The Syrian National Coalition’s Monzer Akbik said other countries would form a "coalition of the willing" to launch strikes against Assad even without the UK's involvement.
"The massacres and the crimes against humanity taking place in Syria (are) escalating more and more, by the war machine of the regime," he told BBC2's Newsnight.
"There is a priority now for the International community, east and west, to take measures in order to paralyse the ability of the war machine of the regime to kill.
"We believe there is no other choice for the international community to assume the responsibility, the legal responsibility, ethical and humanitarian responsibility, to end the massacres in Syria by using force against the regime.
"Regarding the UK there are many other things to talk about. There are other countries that are going to be in the coalition of the willing."

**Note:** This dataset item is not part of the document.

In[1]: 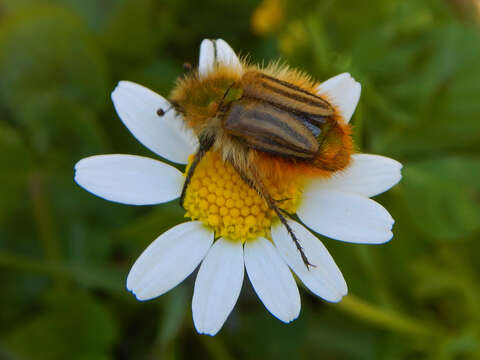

Meanwhile, tensions over Syria are expected to dominate a summit of the world's major economies held in Russia - days before an expected US military assault on the Assad regime, which host Vladimir Putin has warned would be an act of aggression.
The Prime Minister has said he will make the case at the G20 for a robust international response to the use of chemical weapons.
Similarly, President Obama's hopes of winning political support in Washington for a strike against Assad were given a boost after a Senate panel voted to give him the authority to use military force against Syria.
The vote in the Senate Foreign Relations Committee was the first in a series as the president's request makes its way through congressional panels before coming before the two chambers of Congress for a final vote.